Num remoque ao PS e ao Governo de António Costa, o primeiro-ministro realça ainda: “Também atualizámos sem truques todas as pensões”.
Sobre a área da Saúde, Montenegro pouco avança, saúda os que nesta época de Natal estão “a trabalhar nos hospitais” e garante que o Governo vai “continuar a reforçar” os serviços, sem aprofundar exatamente em quê.
O primeiro-ministro evita, assim, elaborar muito sobre uma área e uma ministra a braços com sucessivas polémicas, desde a crise das urgências à recente ameaça de desobediência civil dos profissionais de saúde, na sequência do diploma aprovado pelo Parlamento e que limita o acesso de migrantes ao Serviço Nacional de Saúde (SNS).
Portugal como “referencial de estabilidade”
Ao mesmo tempo que faz o balanço do que o Governo executou no curto período de oito meses em que está em funções, Montenegro dá um sinal para o exterior e sobretudo para o circuito de Bruxelas, garantindo o mantra das contas certas.
“Esta nova política de baixar os impostos e valorizar os salários e as pensões é realizada com rigor e equilíbrio orçamental”, garante o primeiro-ministro, que salienta ainda que este “é um elemento de política económica e social”.
Com um ano de 2025 que é incerto, na Europa e nos Estados Unidos e a que se somam duas guerras – na Ucrânia e no Médio Oriente – Montenegro puxa por Portugal como um “país de oportunidades”.
“Num mundo em convulsão, com guerras militares e comerciais a gerar incerteza e imprevisibilidade, numa Europa apreensiva com a estagnação da Alemanha e o défice e o endividamento da França, Portugal é um referencial de estabilidade e um país de oportunidades”, descreve o primeiro-ministro.
Para ser esse país de “oportunidades” é preciso “criar mais riqueza”, resume Montenegro. “Portugal tem tudo para criar mais riqueza” e “só criando mais riqueza” será possível “juntar” no país os pais e os avós com os filhos e netos, acrescenta o primeiro-ministro
É neste mantra da criação de riqueza e de crescimento económico que o primeiro-ministro baseia a política económica e social do Governo. “Só criando mais riqueza conseguiremos continuar a salvar o Estado Social, cumprindo a essência da democracia e da justiça, que é a igualdade de oportunidades”, diz Montenegro.

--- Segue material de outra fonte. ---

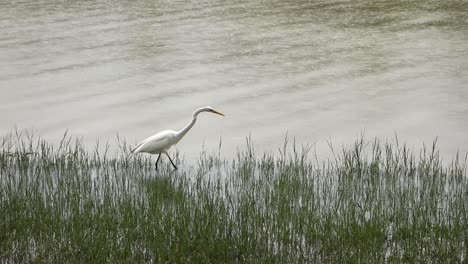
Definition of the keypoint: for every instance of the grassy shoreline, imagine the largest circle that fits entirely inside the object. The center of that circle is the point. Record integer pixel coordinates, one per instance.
(374, 203)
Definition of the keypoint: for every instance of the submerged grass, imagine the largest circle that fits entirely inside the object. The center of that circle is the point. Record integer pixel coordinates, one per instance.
(375, 202)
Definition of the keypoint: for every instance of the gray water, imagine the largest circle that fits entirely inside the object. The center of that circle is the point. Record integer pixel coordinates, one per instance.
(318, 70)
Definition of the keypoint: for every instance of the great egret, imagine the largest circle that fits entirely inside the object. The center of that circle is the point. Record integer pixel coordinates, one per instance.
(162, 141)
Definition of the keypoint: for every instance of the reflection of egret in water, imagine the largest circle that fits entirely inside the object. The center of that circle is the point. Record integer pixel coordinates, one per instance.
(162, 141)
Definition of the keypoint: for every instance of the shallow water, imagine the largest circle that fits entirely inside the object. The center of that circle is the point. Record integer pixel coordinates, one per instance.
(317, 70)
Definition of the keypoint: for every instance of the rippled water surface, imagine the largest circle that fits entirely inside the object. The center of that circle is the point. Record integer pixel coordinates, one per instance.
(319, 70)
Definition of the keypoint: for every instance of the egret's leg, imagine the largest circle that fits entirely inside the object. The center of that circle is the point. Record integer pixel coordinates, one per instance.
(172, 162)
(156, 164)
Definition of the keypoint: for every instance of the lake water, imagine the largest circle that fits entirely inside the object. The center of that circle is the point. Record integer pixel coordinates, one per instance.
(318, 70)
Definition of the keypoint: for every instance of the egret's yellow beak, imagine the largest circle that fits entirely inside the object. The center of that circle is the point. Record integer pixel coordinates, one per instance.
(216, 112)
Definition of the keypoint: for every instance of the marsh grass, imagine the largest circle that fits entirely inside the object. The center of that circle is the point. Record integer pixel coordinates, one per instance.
(374, 202)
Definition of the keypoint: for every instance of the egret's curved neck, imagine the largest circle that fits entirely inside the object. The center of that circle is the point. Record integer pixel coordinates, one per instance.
(184, 130)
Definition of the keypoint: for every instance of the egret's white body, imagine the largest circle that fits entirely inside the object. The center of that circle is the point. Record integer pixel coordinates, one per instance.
(163, 141)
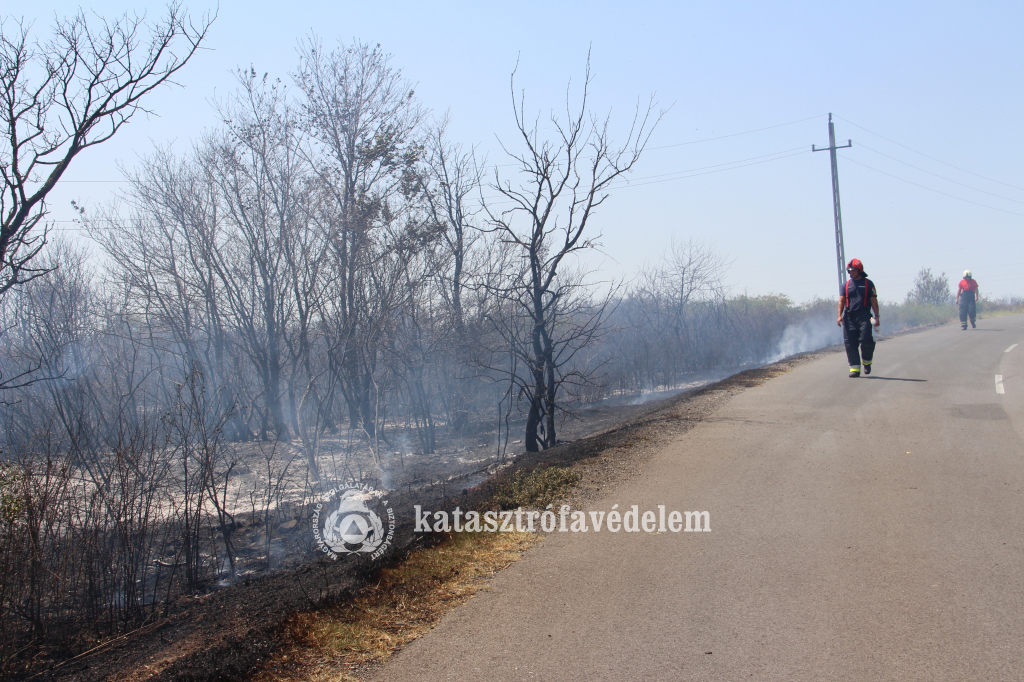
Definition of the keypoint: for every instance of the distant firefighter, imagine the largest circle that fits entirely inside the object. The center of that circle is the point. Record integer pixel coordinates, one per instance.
(857, 301)
(967, 297)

Assim, na desventura dos motores económicos da Europa, Alemanha e França, Montenegro vê a “oportunidade”. “Portugal está em movimento”, diz o primeiro-ministro que quer “continuar a reforçar os serviços de saúde e a garantir uma escola pública de qualidade, desde a creche até à universidade, sem esquecer o ensino profissional e tecnológico”.
O primeiro-ministro quer ainda um país com “mais mobilidade verde, melhores transportes públicos, numa economia amiga e parceira da sustentabilidade ambiental”.

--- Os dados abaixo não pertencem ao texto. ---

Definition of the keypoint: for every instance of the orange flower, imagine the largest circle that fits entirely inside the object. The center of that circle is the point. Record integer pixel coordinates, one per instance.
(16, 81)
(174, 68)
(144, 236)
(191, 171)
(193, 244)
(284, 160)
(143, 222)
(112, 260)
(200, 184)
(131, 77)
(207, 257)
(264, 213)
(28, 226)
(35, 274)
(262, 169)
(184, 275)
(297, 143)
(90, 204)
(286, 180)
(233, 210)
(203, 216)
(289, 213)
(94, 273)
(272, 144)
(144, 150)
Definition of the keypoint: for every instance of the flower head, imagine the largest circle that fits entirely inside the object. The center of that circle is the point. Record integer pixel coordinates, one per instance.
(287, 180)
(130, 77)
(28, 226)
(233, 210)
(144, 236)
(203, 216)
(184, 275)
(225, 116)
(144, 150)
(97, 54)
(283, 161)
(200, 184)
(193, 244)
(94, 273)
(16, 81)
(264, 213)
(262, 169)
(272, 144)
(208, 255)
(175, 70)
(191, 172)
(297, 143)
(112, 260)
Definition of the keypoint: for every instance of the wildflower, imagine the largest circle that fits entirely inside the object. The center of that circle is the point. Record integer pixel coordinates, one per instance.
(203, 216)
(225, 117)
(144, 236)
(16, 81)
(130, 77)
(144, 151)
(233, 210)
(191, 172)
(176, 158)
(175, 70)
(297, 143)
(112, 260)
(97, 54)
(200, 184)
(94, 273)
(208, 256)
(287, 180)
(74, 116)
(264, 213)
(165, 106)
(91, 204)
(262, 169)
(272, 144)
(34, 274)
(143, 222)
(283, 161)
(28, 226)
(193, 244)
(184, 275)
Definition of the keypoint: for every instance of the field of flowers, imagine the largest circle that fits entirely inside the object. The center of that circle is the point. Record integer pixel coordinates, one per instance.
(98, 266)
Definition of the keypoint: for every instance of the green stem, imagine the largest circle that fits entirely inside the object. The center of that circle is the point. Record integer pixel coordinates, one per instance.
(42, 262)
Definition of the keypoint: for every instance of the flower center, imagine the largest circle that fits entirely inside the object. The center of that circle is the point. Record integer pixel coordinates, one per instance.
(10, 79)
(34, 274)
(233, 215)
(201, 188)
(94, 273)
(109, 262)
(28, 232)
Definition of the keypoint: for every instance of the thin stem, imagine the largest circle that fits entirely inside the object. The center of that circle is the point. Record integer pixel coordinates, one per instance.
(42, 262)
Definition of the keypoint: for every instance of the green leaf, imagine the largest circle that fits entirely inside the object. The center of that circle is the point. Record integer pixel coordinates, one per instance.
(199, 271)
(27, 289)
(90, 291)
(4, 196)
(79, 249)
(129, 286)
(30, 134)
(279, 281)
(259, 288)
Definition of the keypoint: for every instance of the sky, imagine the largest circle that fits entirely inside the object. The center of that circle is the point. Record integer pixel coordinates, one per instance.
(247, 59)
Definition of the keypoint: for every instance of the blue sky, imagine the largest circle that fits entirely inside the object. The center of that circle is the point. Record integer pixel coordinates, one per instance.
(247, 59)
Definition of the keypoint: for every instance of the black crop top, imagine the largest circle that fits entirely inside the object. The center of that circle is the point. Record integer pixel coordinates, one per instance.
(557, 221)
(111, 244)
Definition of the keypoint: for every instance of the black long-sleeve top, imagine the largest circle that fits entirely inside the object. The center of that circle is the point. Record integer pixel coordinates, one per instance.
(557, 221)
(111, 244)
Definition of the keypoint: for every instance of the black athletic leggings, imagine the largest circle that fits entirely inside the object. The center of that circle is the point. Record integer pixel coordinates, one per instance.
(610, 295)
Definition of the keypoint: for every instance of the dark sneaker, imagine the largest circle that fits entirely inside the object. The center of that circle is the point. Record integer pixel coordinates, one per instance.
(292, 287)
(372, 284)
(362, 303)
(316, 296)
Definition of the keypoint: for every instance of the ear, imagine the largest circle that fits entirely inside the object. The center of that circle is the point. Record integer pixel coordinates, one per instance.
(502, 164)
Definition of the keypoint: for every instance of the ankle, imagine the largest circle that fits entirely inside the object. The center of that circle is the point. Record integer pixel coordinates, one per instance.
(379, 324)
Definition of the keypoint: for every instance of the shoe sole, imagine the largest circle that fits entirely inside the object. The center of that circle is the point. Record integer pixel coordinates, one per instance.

Sá Carneiro, Soares e pedidos de espírito de “solidariedade e tolerância”
Num ano fértil em polémicas ideológicas, como a da comemoração dos 49 anos do 25 de novembro, no Parlamento, que dividiu os partidos, o primeiro-ministro tenta diluir as divisões sociais e políticas, dizendo acreditar na “solidariedade e tolerância” dos portugueses.
Recorrendo a símbolos, efemérides e personagens marcantes da literatura e da História do país, o primeiro-ministro termina a mensagem de Natal com uma tentativa de evitar o deslaçar da sociedade e da política.

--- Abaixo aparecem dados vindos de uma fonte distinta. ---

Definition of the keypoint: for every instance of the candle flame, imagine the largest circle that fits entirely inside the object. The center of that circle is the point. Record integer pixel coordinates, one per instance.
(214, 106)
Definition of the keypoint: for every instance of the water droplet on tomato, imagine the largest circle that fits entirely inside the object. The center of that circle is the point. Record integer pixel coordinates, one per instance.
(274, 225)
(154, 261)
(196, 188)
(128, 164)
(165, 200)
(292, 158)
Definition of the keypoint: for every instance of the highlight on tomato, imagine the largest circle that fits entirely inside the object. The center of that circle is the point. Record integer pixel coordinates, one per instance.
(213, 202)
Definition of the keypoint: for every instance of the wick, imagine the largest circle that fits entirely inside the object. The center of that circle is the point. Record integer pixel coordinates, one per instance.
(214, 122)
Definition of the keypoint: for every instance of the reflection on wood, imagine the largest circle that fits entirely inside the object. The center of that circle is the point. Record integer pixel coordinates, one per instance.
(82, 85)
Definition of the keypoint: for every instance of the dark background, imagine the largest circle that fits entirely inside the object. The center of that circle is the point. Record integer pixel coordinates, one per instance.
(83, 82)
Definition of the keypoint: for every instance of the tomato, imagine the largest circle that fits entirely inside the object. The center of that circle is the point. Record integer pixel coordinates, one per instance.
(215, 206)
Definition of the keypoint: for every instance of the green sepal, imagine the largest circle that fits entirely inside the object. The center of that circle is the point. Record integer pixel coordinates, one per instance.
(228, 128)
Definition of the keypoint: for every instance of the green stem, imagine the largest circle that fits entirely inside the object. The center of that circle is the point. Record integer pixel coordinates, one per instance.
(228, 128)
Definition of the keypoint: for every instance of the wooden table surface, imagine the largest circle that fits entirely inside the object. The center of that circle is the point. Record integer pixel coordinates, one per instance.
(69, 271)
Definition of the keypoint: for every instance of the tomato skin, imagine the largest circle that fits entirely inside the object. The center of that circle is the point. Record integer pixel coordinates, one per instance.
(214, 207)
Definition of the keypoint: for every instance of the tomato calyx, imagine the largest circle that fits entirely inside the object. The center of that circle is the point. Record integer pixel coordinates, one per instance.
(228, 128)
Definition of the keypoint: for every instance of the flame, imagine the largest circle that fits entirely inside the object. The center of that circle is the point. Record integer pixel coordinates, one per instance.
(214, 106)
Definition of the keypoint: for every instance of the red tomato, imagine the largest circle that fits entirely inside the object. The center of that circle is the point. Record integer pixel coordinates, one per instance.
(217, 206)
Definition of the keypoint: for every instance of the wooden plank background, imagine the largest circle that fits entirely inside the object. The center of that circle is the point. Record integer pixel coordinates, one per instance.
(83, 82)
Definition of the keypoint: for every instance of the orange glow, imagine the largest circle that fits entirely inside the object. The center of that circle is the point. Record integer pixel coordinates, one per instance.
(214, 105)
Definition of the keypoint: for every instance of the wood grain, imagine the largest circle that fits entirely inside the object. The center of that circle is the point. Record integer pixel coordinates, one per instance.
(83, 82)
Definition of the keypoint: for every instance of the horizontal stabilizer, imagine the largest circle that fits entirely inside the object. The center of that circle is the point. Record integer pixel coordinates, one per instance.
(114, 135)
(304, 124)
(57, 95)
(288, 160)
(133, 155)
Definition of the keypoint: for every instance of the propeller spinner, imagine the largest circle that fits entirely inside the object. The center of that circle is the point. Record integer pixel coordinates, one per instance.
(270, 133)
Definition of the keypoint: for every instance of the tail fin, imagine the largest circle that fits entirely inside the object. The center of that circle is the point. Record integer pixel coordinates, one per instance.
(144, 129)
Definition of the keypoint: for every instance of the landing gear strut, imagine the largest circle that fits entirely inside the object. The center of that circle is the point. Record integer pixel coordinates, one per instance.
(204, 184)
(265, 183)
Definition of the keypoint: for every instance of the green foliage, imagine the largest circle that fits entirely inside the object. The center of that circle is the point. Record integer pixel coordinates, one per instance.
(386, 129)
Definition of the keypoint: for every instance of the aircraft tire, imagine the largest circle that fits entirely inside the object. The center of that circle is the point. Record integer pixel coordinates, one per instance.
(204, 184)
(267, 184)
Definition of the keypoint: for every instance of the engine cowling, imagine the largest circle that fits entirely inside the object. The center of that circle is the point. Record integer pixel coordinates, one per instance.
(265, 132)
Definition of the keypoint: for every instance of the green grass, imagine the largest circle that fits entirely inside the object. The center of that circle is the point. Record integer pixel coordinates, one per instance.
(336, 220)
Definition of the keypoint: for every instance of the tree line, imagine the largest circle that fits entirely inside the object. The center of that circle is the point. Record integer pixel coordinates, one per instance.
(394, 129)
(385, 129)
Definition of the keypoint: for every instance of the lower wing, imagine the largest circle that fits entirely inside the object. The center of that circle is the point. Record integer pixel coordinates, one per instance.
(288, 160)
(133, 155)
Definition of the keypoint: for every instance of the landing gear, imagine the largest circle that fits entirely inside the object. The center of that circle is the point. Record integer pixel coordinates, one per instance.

Montenegro evoca os 500 anos do nascimento de Luís de Camões e da morte de Vasco da Gama, “símbolos maiores” da história e da cultura do país, “do nosso universalismo” e evoca os 50 anos do 25 de abril e os 90 e 100 anos de nascimento de “dois artífices” da democracia, respetivamente Francisco Sá Carneiro e Mário Soares.
O primeiro-ministro pega em tudo isto para avisar: “Estamos todos convocados a aplicar no futuro a inspiração que nos transmitem essas efemérides”, garantindo que o Governo “acredita” na “capacidade de superação” e no “espírito de solidariedade e tolerância” dos portugueses.
A mensagem termina mesmo com um pedido de união do país. “Trabalhamos juntos para não deixar ninguém para trás”, sentencia o primeiro-ministro, referindo que é “com este sentido de união” que deseja a todos “um Santo Natal e um próspero ano de 2025”.